The pandemic has led to many households experiencing financial hardship either for the first time or more acutely than in the past. IPPR’s research finds it highly plausible that over 1 million more people will be under the pre-Covid poverty line compared to a situation where the pandemic had not occurred, including 200,000 children, at the end of the year.

We have seen sharp increases in unemployment across the country with every local authority seeing unemployment rise by one-third and 20% of local authorities seeing the unemployment rate double as of 9th April 2020, compared with unemployment levels on 12th March 2020 (the last reference period before England went into lockdown).

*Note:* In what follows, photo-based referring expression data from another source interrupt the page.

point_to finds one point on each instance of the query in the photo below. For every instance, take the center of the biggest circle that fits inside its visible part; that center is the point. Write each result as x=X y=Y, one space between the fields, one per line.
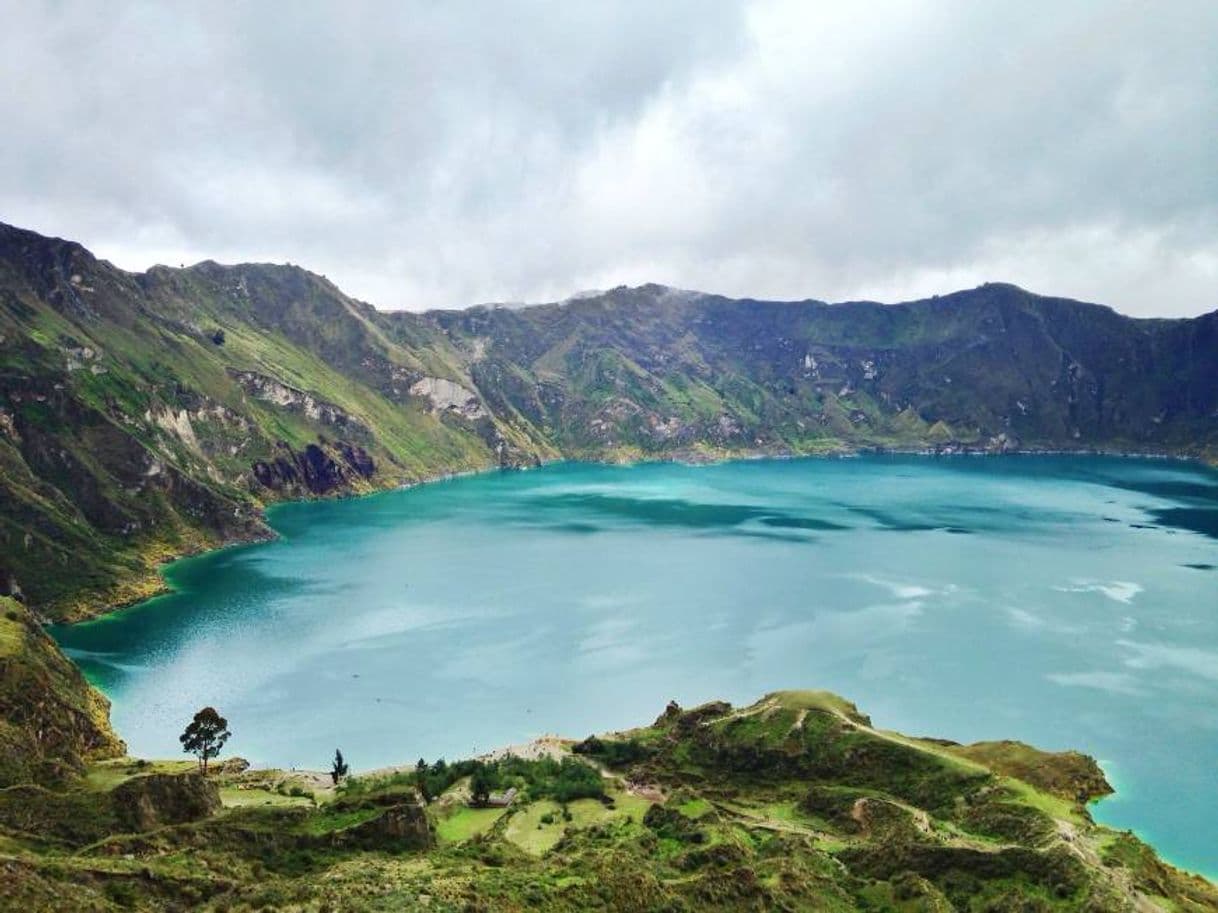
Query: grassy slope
x=147 y=415
x=794 y=802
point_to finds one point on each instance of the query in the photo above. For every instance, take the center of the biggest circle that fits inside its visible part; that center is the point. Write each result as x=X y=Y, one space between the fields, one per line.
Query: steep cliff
x=147 y=415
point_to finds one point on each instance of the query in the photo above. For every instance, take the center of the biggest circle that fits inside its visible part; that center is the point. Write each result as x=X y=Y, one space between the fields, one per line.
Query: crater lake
x=1067 y=601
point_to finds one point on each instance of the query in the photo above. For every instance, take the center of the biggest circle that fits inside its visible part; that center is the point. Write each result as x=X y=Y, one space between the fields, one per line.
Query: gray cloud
x=443 y=153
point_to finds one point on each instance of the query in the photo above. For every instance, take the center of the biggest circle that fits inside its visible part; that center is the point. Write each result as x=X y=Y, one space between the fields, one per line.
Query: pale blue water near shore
x=1067 y=601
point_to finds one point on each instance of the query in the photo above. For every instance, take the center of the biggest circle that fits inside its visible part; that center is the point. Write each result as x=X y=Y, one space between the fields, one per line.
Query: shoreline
x=679 y=458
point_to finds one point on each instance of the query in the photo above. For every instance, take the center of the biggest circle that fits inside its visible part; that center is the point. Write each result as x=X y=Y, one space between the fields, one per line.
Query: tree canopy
x=205 y=735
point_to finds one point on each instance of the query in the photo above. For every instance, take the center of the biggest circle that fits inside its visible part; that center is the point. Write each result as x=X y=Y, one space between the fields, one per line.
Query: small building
x=502 y=800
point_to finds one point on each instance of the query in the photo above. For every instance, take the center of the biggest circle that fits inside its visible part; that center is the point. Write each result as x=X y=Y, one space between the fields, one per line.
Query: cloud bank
x=432 y=155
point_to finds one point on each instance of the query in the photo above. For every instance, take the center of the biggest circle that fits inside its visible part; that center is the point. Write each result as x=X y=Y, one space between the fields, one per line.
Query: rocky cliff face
x=155 y=800
x=149 y=415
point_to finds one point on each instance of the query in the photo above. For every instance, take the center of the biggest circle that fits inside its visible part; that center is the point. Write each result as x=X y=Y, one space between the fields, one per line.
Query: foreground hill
x=146 y=415
x=795 y=802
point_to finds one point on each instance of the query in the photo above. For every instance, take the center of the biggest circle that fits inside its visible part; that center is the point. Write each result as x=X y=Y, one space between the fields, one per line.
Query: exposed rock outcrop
x=157 y=799
x=319 y=469
x=448 y=396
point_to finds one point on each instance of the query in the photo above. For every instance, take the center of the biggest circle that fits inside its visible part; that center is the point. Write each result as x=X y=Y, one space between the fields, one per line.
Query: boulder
x=400 y=827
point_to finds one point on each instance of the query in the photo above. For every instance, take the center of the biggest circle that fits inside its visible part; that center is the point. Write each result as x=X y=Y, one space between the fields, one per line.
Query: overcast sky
x=443 y=153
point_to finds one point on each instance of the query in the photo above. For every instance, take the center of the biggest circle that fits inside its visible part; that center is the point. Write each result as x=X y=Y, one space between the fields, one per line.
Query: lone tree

Food bank usage has soared, with data from Trussell Trust indicating that across April there was an 89% increase in need, compared to the same period last year. 

As the Coronavirus Job Retention Scheme is due to finish at the end of October, there are fears of an even larger unemployment crisis if additional targeted support is not given to some industries and workers most at-risk of redundancies. 

This selection of indicators looks at some of the small-area data available related to financial hardship that may be useful in identifying areas with higher proportions of residents at-risk of unemployment and financial hardship.

All of the datasets below are available in Local Insight for any area you care about – whether that is wards, parishes or towns. Register for a demo to find out more. 

Unemployment Benefit (JSA and Universal Credit)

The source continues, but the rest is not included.